All four companies were among those summoned to Downing Street in mid-March in an emergency effort by the UK government to commandeer the resources of big tech in the coronavirus response. Reportedly, the government implored tech companies to hand over access to the data platforms generate and hold: to model the spread of the disease on different demographics, track its spread, gain insights about how to allocate resources across the NHS, and target specific vulnerable citizens and groups. Leading UK scientists have publicly called for tech companies to ‘invest in society’ by giving researchers access to digital data from ‘billions of mobile phones and footprints from web searches and social media’.

That the UK government should have to go begging at the feet of US industry for access to data on its own citizens illustrates how the skewed the data ecosystem is. To add insult to injury, the coronavirus pandemic may in fact strengthen the hands of companies who profit from the commodification of personal behaviour. As most of human activity and industry moves online for the period of the crisis, it is tech companies who will benefit from the exponential increase in digital data. Alphabet has already secured its central role in the US response effort by rolling out a coronavirus screening website, Verily. Reportedly, Microsoft and Palantir have struck a deal to provide the NHS with an advanced data analytics solution to enable a birds-eye view of health system capacity as the response effort unfolds.

That personal data should flow so easily to the private sector at a time when governments are scrambling to build public health monitoring systems reveals the uneasy compromise at the heart of the data ecosystem. Data about us is incredibly valuable, during times of crisis and outside of them. But access to data is not fairly distributed or equitably enjoyed. We have only a limited timeline of understanding what it means to have monopolised access to data within a competitive market, and few positive models for how the benefits of data can be stewarded for the public good, in the way we have learned to steward environmental resources.

This crisis raises questions that will endure long beyond the first peak of the pandemic: Who will pay for, and profit from, data-driven innovations such as vaccines and diagnostic tools? Will public investment yield public goods? How can we build data infrastructures that recognise the role of data as a public good? Can we foresee a better, more equitable system of data governance that rebalances power in the ecosystem?

In order for this to be a meaningful critical juncture, for us to leverage this moment of crisis for fundamental change in the data governance ecosystem, the answer to these questions cannot be ‘more of the same’. It will be tempting for states to see the immense power that big tech has amassed through pervasive monitoring of people online and to conclude the solution must be the platformisation of the state. It is one thing to tap the well of surveillance capitalism to deal with an urgent crisis, and it may be that limited, well-governed state access to private-sector data for the strict purpose of virus response is justifiable. But if we enable the coronavirus pandemic to justify the expansion of state surveillance infrastructure, we will only be papering over the cracks in the data ecosystem, rather than using the opportunity to repair them.

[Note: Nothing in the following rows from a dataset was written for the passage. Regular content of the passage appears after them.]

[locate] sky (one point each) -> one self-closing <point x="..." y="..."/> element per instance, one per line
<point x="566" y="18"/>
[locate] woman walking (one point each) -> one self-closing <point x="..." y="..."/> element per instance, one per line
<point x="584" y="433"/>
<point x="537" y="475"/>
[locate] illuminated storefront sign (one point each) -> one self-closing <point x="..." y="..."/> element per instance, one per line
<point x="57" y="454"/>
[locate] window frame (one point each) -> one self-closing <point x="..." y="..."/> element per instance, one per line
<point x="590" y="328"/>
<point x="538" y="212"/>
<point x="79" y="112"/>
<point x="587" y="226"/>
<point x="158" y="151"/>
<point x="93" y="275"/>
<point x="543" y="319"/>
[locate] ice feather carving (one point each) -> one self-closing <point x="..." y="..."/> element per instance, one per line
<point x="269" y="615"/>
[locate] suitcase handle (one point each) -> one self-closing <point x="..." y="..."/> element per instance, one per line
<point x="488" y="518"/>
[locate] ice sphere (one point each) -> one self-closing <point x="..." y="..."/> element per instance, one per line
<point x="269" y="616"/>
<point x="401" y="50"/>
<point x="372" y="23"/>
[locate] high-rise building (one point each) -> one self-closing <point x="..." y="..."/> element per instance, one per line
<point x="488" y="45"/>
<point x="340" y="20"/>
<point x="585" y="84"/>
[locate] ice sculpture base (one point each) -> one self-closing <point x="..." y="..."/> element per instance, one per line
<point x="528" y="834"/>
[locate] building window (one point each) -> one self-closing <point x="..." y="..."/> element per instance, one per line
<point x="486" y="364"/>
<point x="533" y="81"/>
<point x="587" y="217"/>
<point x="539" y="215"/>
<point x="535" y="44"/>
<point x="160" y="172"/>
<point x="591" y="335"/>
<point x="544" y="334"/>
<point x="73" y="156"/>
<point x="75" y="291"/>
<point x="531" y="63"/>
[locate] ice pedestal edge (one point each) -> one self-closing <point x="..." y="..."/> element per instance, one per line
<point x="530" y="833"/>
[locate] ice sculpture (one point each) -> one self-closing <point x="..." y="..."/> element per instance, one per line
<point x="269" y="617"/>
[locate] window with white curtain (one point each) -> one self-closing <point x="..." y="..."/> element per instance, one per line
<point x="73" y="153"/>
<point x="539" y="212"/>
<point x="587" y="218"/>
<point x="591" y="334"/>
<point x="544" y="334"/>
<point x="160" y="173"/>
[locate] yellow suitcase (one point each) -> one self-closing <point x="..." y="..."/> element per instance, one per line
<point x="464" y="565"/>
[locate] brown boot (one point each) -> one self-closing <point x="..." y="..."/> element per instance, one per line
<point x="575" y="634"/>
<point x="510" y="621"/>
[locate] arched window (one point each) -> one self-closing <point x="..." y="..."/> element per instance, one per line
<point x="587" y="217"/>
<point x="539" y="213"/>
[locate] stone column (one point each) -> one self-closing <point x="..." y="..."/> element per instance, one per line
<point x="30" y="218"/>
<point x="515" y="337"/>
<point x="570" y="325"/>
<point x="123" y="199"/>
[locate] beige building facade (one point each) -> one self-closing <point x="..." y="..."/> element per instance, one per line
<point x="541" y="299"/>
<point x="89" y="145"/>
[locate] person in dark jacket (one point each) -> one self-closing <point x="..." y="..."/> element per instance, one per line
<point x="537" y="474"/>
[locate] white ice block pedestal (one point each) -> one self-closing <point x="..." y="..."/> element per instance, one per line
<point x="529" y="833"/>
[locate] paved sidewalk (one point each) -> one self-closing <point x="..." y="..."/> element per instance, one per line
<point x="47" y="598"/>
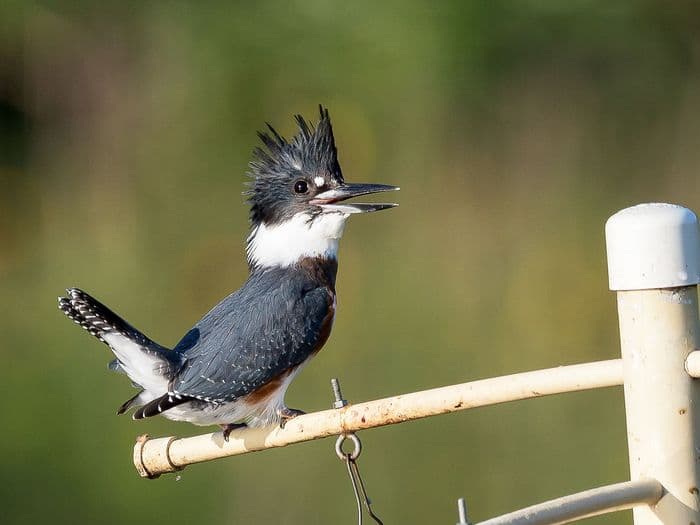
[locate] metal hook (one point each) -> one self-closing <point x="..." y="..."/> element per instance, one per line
<point x="358" y="486"/>
<point x="355" y="441"/>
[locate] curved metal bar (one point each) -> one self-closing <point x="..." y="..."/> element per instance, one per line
<point x="602" y="500"/>
<point x="153" y="457"/>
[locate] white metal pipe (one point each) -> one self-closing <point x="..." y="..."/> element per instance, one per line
<point x="692" y="364"/>
<point x="153" y="457"/>
<point x="594" y="502"/>
<point x="654" y="265"/>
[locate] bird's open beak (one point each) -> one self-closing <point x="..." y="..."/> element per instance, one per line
<point x="328" y="200"/>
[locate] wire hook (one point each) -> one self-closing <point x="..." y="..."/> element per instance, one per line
<point x="350" y="459"/>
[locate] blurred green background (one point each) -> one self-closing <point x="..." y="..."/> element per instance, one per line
<point x="515" y="129"/>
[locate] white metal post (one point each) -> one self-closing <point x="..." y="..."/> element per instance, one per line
<point x="654" y="266"/>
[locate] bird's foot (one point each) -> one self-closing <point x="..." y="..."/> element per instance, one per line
<point x="230" y="427"/>
<point x="287" y="413"/>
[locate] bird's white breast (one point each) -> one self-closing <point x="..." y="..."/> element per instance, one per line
<point x="301" y="236"/>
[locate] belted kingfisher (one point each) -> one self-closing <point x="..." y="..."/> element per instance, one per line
<point x="234" y="366"/>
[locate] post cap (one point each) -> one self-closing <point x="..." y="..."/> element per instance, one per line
<point x="653" y="245"/>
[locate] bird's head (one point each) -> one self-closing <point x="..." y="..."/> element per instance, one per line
<point x="298" y="196"/>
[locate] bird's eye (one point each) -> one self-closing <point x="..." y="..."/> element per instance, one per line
<point x="301" y="186"/>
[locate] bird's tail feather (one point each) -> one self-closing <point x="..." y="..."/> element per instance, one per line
<point x="148" y="364"/>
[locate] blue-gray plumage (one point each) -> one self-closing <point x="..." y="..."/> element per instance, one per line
<point x="234" y="366"/>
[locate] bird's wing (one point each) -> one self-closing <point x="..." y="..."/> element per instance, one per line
<point x="251" y="342"/>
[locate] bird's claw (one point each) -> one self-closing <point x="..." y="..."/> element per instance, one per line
<point x="287" y="413"/>
<point x="230" y="427"/>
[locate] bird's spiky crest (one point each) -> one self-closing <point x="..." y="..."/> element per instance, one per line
<point x="311" y="152"/>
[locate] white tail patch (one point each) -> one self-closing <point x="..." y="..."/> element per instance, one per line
<point x="142" y="367"/>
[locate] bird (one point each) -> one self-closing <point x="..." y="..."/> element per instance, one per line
<point x="233" y="368"/>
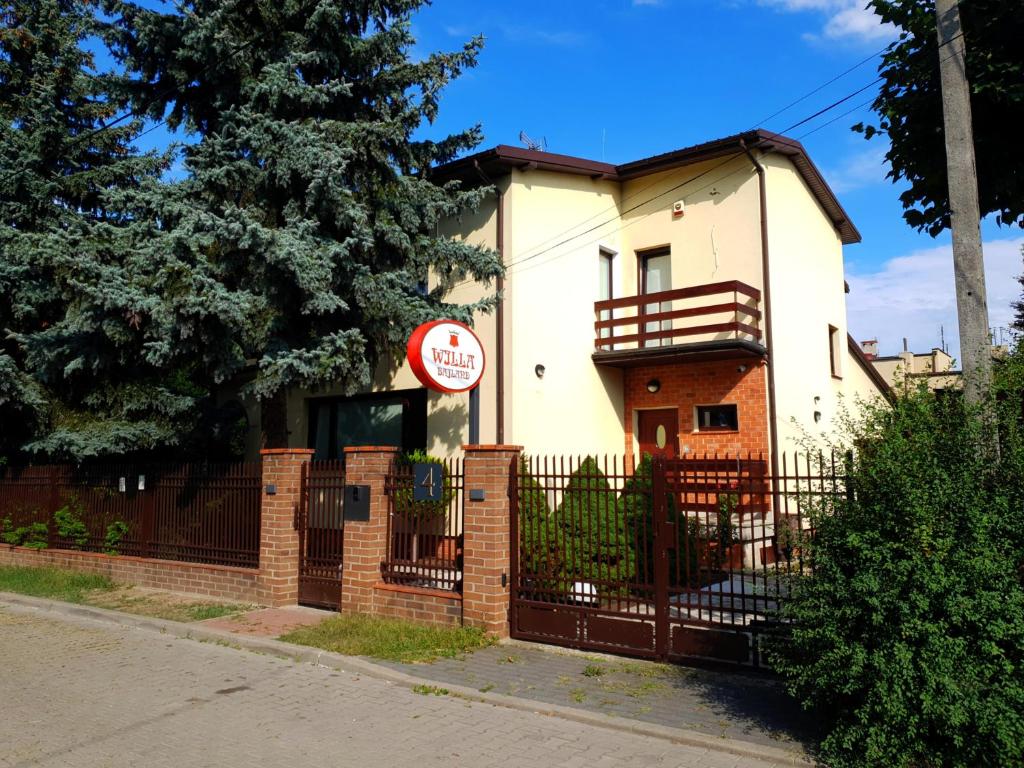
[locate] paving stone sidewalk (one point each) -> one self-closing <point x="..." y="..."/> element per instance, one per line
<point x="742" y="707"/>
<point x="719" y="704"/>
<point x="81" y="693"/>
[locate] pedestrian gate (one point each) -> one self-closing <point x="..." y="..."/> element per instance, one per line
<point x="321" y="522"/>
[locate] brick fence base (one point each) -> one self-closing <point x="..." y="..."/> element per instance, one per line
<point x="222" y="582"/>
<point x="421" y="605"/>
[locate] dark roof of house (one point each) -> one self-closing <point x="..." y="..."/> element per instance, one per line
<point x="500" y="160"/>
<point x="865" y="365"/>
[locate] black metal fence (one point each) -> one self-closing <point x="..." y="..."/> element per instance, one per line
<point x="425" y="539"/>
<point x="673" y="558"/>
<point x="203" y="513"/>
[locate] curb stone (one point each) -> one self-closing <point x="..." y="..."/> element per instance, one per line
<point x="339" y="663"/>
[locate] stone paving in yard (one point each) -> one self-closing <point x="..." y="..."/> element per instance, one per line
<point x="82" y="693"/>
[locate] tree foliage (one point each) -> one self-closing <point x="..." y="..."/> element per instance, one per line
<point x="296" y="247"/>
<point x="907" y="640"/>
<point x="56" y="167"/>
<point x="909" y="108"/>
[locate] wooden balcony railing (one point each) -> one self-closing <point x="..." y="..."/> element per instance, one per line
<point x="717" y="311"/>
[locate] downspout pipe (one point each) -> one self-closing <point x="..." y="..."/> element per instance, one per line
<point x="499" y="309"/>
<point x="766" y="281"/>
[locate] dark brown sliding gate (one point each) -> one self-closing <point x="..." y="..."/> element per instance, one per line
<point x="674" y="559"/>
<point x="425" y="538"/>
<point x="322" y="534"/>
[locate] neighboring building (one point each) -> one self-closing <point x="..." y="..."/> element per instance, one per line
<point x="935" y="368"/>
<point x="635" y="312"/>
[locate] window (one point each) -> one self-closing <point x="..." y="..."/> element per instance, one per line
<point x="384" y="419"/>
<point x="835" y="351"/>
<point x="717" y="418"/>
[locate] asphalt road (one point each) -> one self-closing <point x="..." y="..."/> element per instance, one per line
<point x="77" y="692"/>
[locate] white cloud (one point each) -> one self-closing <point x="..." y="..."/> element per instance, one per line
<point x="844" y="19"/>
<point x="912" y="296"/>
<point x="862" y="169"/>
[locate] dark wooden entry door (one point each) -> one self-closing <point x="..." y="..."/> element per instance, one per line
<point x="658" y="432"/>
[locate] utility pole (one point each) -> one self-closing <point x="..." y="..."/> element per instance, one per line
<point x="969" y="268"/>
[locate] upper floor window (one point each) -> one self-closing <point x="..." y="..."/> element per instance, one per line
<point x="655" y="275"/>
<point x="835" y="351"/>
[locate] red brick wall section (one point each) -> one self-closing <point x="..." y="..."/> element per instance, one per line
<point x="223" y="582"/>
<point x="486" y="547"/>
<point x="279" y="541"/>
<point x="421" y="605"/>
<point x="688" y="384"/>
<point x="366" y="543"/>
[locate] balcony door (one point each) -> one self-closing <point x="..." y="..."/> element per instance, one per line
<point x="655" y="275"/>
<point x="658" y="432"/>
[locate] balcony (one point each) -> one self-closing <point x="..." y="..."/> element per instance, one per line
<point x="717" y="321"/>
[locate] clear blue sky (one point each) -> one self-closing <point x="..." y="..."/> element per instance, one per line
<point x="625" y="79"/>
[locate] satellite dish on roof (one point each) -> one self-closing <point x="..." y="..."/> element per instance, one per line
<point x="530" y="143"/>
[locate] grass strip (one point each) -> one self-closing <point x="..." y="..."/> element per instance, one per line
<point x="56" y="584"/>
<point x="390" y="639"/>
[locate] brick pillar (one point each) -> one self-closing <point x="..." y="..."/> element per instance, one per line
<point x="279" y="541"/>
<point x="366" y="543"/>
<point x="486" y="549"/>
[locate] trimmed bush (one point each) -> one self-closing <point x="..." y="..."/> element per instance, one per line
<point x="907" y="641"/>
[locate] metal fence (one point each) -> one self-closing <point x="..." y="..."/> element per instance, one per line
<point x="675" y="558"/>
<point x="425" y="538"/>
<point x="202" y="513"/>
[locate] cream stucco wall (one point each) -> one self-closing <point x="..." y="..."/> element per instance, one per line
<point x="448" y="415"/>
<point x="718" y="237"/>
<point x="577" y="407"/>
<point x="555" y="226"/>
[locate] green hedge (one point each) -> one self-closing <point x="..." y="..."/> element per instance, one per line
<point x="907" y="641"/>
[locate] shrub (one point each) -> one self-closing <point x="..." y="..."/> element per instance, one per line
<point x="70" y="526"/>
<point x="598" y="539"/>
<point x="907" y="640"/>
<point x="34" y="536"/>
<point x="540" y="555"/>
<point x="116" y="531"/>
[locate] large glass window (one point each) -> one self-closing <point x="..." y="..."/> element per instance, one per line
<point x="385" y="419"/>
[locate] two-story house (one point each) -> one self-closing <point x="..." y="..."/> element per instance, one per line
<point x="687" y="302"/>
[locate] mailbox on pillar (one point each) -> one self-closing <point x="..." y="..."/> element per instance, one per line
<point x="448" y="356"/>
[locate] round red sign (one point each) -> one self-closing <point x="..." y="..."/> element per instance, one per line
<point x="446" y="356"/>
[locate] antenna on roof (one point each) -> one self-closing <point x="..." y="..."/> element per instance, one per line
<point x="529" y="143"/>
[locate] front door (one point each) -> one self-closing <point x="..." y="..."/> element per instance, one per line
<point x="658" y="432"/>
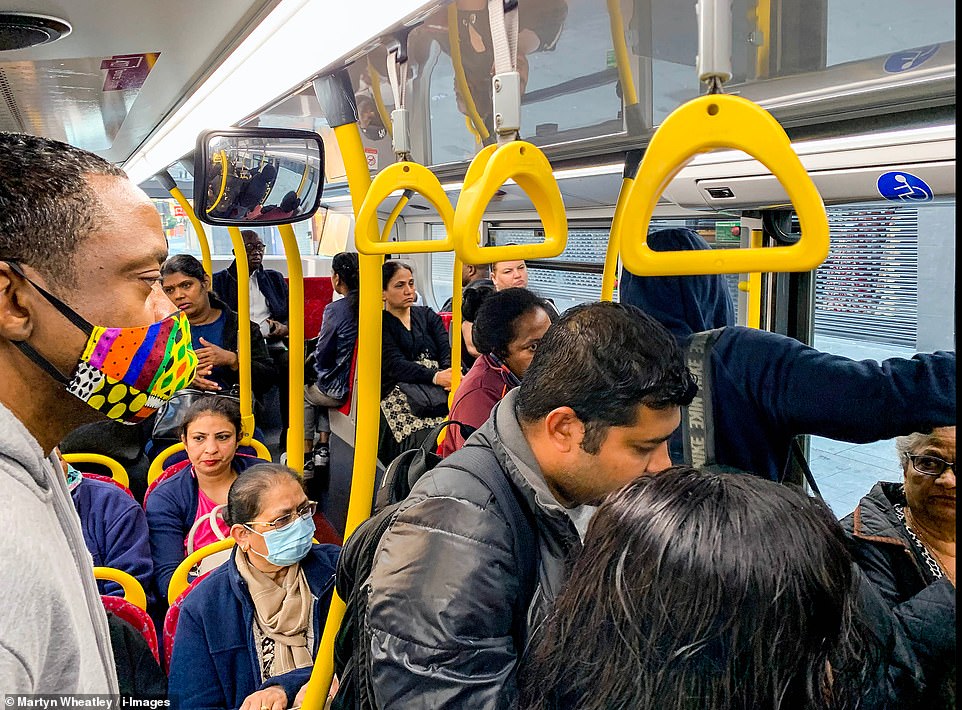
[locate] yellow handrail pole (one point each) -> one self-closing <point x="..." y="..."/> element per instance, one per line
<point x="395" y="213"/>
<point x="459" y="79"/>
<point x="198" y="228"/>
<point x="243" y="335"/>
<point x="295" y="274"/>
<point x="609" y="275"/>
<point x="368" y="404"/>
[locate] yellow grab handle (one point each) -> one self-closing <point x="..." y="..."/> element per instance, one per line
<point x="529" y="168"/>
<point x="133" y="590"/>
<point x="178" y="582"/>
<point x="701" y="125"/>
<point x="117" y="471"/>
<point x="402" y="176"/>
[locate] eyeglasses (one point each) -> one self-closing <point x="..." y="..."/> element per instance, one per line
<point x="305" y="511"/>
<point x="931" y="465"/>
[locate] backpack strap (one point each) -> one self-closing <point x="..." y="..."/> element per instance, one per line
<point x="697" y="427"/>
<point x="479" y="460"/>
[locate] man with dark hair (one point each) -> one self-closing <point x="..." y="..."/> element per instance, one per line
<point x="595" y="409"/>
<point x="85" y="333"/>
<point x="268" y="308"/>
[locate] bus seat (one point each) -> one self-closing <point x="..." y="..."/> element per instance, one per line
<point x="117" y="472"/>
<point x="108" y="479"/>
<point x="318" y="292"/>
<point x="136" y="617"/>
<point x="170" y="622"/>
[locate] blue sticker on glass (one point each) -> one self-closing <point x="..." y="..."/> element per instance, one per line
<point x="903" y="187"/>
<point x="909" y="59"/>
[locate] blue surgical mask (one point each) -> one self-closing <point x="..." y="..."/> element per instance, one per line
<point x="290" y="544"/>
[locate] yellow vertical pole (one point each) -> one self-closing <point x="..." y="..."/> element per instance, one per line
<point x="295" y="426"/>
<point x="243" y="334"/>
<point x="368" y="396"/>
<point x="198" y="227"/>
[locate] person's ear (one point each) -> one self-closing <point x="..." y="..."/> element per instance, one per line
<point x="241" y="536"/>
<point x="563" y="429"/>
<point x="15" y="306"/>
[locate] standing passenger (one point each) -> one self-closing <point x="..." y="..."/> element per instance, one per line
<point x="595" y="408"/>
<point x="416" y="352"/>
<point x="767" y="388"/>
<point x="509" y="327"/>
<point x="80" y="254"/>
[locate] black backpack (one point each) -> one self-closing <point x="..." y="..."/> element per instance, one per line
<point x="352" y="661"/>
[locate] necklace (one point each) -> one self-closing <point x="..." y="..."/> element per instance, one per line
<point x="935" y="569"/>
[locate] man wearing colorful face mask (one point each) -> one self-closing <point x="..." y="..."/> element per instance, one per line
<point x="85" y="333"/>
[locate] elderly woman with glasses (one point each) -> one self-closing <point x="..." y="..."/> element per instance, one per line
<point x="248" y="634"/>
<point x="902" y="535"/>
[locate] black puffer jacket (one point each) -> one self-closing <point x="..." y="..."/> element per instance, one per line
<point x="442" y="587"/>
<point x="881" y="547"/>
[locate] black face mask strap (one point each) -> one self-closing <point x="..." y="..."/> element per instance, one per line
<point x="65" y="310"/>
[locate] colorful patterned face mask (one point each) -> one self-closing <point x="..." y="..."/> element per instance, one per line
<point x="126" y="374"/>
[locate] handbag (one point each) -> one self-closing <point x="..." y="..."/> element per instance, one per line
<point x="426" y="400"/>
<point x="170" y="416"/>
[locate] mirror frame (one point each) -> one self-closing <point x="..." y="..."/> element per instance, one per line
<point x="202" y="163"/>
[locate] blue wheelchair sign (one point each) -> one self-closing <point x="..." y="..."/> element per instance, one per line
<point x="899" y="186"/>
<point x="909" y="59"/>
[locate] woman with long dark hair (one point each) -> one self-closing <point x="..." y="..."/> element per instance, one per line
<point x="332" y="361"/>
<point x="704" y="590"/>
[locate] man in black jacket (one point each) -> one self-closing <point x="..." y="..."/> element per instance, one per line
<point x="595" y="409"/>
<point x="269" y="309"/>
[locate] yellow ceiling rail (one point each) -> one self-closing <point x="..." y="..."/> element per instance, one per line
<point x="117" y="471"/>
<point x="703" y="124"/>
<point x="133" y="590"/>
<point x="411" y="176"/>
<point x="491" y="168"/>
<point x="295" y="374"/>
<point x="368" y="396"/>
<point x="243" y="335"/>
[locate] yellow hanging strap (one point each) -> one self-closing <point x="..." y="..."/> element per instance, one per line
<point x="295" y="375"/>
<point x="243" y="335"/>
<point x="703" y="124"/>
<point x="368" y="398"/>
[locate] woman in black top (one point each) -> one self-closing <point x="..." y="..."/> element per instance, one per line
<point x="416" y="352"/>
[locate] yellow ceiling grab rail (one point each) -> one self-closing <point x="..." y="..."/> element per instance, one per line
<point x="703" y="124"/>
<point x="117" y="471"/>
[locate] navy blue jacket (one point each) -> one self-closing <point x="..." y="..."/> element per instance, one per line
<point x="171" y="510"/>
<point x="768" y="388"/>
<point x="335" y="347"/>
<point x="270" y="282"/>
<point x="115" y="531"/>
<point x="214" y="662"/>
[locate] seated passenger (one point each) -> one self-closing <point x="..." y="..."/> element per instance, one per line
<point x="705" y="590"/>
<point x="114" y="528"/>
<point x="213" y="329"/>
<point x="332" y="362"/>
<point x="507" y="330"/>
<point x="902" y="535"/>
<point x="190" y="497"/>
<point x="416" y="351"/>
<point x="767" y="388"/>
<point x="248" y="633"/>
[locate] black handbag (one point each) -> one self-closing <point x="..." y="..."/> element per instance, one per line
<point x="426" y="401"/>
<point x="170" y="417"/>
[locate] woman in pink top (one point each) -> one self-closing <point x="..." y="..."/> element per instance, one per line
<point x="210" y="434"/>
<point x="506" y="332"/>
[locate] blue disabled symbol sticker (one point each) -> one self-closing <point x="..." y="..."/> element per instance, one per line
<point x="900" y="186"/>
<point x="909" y="59"/>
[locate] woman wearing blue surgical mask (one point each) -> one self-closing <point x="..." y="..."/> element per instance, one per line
<point x="248" y="634"/>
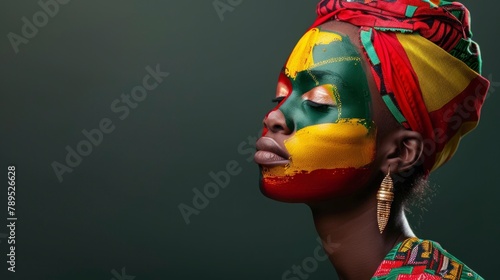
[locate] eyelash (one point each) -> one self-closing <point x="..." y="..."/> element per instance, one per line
<point x="318" y="105"/>
<point x="278" y="99"/>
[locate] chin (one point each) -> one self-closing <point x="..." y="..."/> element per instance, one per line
<point x="314" y="186"/>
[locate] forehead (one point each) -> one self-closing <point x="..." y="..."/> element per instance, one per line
<point x="322" y="48"/>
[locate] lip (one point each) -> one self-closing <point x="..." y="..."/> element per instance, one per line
<point x="269" y="153"/>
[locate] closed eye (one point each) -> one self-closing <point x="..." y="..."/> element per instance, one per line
<point x="319" y="105"/>
<point x="278" y="99"/>
<point x="320" y="96"/>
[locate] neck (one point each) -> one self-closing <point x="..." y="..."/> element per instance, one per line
<point x="351" y="237"/>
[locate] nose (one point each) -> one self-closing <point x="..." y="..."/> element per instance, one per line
<point x="275" y="122"/>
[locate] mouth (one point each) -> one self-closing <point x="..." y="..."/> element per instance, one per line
<point x="269" y="153"/>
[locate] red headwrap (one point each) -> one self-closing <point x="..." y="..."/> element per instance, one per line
<point x="425" y="65"/>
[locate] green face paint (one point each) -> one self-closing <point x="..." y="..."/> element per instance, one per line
<point x="326" y="102"/>
<point x="337" y="64"/>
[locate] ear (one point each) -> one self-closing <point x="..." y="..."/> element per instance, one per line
<point x="402" y="151"/>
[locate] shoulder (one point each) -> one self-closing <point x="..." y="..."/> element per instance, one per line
<point x="422" y="259"/>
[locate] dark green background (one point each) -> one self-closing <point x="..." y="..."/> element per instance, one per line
<point x="119" y="208"/>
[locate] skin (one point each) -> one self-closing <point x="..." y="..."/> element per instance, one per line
<point x="343" y="206"/>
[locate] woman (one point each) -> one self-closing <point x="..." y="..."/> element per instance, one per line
<point x="374" y="97"/>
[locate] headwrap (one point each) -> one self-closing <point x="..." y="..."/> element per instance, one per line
<point x="425" y="65"/>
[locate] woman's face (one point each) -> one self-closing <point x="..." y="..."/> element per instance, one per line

Earlier this year, the Ada Lovelace Institute published Rethinking Data, our vision for a data governance ecosystem that treats data as a common good that must be stewarded in the public benefit. The emergence of the COVID-19 crisis only strengthens our resolve to explore how we can redesign the system of data governance so that it tackles  power imbalances, rather than entrenches them.

Critical junctures present a window of opportunity to fundamentally rethink the systems that govern our world. They can be moments of transformation for attitudes and norms and help to create new impetus to create new infrastructures. The data governance ecosystem is ripe for change, and we must seize this opportunity to change it.